Given the problem $\max x^Ty$
s.t $e^Ty=k$
$0\leq y\leq \mathbb{e}$
Prove that the optimal value is $f(x)=\sum_{i=1}^{k}x_{[i]}$ where $x_{[i]}$ is the ith largest values in the vector $x$
I've tried at first with lagrangian but it didn't work(if someone can prove it like this I would like to see).
So I tried the following assume that $y^*$ is optimal vector of the given problem where $y_i^*,y_j^*<1$(wlog only 2 indices) such that $y_i^*+y_j^*=1$ and $x_j\geq x_i$
Looking at the optimal value only at the two coordiants $i,j$ we get $x_iy_i^*+x_jy_j^*\leq(y_i^*+y_j^*)x_j=x_j$ and therefore the optimal value is $f(x)$.
I'm not sure if the way I've done it is right
Note-this excerise is given from duality section
Since the constraint set is compact we know there is a maximiser. We must have that the dimension $n \ge k$ otherwise there are no solutions. I am assuming that $k$ is a natural number.

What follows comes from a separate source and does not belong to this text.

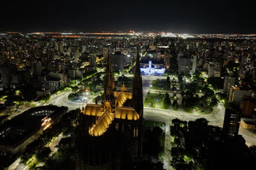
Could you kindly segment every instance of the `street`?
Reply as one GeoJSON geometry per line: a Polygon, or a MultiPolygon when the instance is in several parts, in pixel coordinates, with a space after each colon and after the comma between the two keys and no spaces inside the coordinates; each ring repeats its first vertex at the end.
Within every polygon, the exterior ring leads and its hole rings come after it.
{"type": "MultiPolygon", "coordinates": [[[[146,95],[150,90],[150,85],[152,83],[153,80],[156,79],[165,79],[165,77],[158,77],[158,76],[143,76],[143,101],[146,97],[146,95]]],[[[165,90],[166,91],[166,90],[165,90]]],[[[72,93],[71,90],[67,90],[58,96],[53,96],[50,101],[43,104],[54,104],[59,107],[66,106],[69,107],[69,110],[75,109],[77,108],[82,108],[83,103],[75,103],[72,102],[68,100],[68,96],[72,93]]],[[[173,90],[168,91],[169,95],[173,93],[173,90]]],[[[178,94],[180,95],[180,94],[178,94]]],[[[97,96],[97,95],[95,96],[97,96]]],[[[178,96],[178,94],[177,94],[178,96]]],[[[178,103],[181,101],[181,97],[178,96],[178,103]]],[[[94,103],[92,99],[91,99],[89,103],[94,103]]],[[[83,106],[86,107],[86,103],[83,104],[83,106]]],[[[180,103],[178,104],[181,104],[180,103]]],[[[40,104],[42,105],[42,104],[40,104]]],[[[181,106],[181,105],[180,105],[181,106]]],[[[225,107],[223,104],[219,103],[218,106],[214,108],[214,111],[210,114],[192,114],[187,113],[183,111],[182,107],[180,107],[178,111],[175,111],[173,109],[159,109],[144,107],[144,116],[143,118],[146,120],[151,121],[158,121],[165,123],[165,158],[164,158],[164,168],[167,170],[172,170],[173,168],[169,165],[170,161],[170,125],[171,120],[175,118],[178,118],[182,120],[186,120],[187,122],[190,120],[195,120],[197,118],[204,117],[209,121],[209,125],[217,125],[222,127],[223,120],[225,115],[225,107]]],[[[250,131],[244,130],[240,128],[239,134],[242,135],[243,137],[246,139],[247,143],[249,143],[252,145],[256,145],[256,137],[254,136],[250,131]]],[[[52,150],[51,155],[57,150],[55,147],[58,144],[60,139],[56,138],[50,144],[50,147],[52,150]]],[[[28,169],[28,166],[25,166],[24,164],[20,163],[20,159],[16,160],[12,166],[10,166],[9,169],[11,170],[21,170],[21,169],[28,169]]]]}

We can assume that $x_1 \ge x_2 \ge \cdots $.
Suppose $y$ is an optimal solution.
If $y_1 <1$ then $\sum_{i>1} y_k = k-y_1 > k-1 \ge 1$ and so we can reduce $y_n, y_{n-1},...$ and add the combined reduction to $y_1$ so that $y_1 = 1$ without increasing the cost. (There must be enough non zero elements in $y_2,...$ so that we can do that and the cost does not decrease because of the ordering of the $x_i$.)
We can see that $y'=(y_2,...,y_n)$ must solve the problem $\max_{e^T y'=k', \ 0 \le y' \le e} (x')^T y'$, where $x' = (x_2,...)$ and $k'=k-1$.
We can repeat as long as $k' >0$.
Hence we can take a maximiser to be $(1,....,1,0,...,0)$ where there are $k$ ones and hence the optimal value is $x_1+\cdots + x_k$.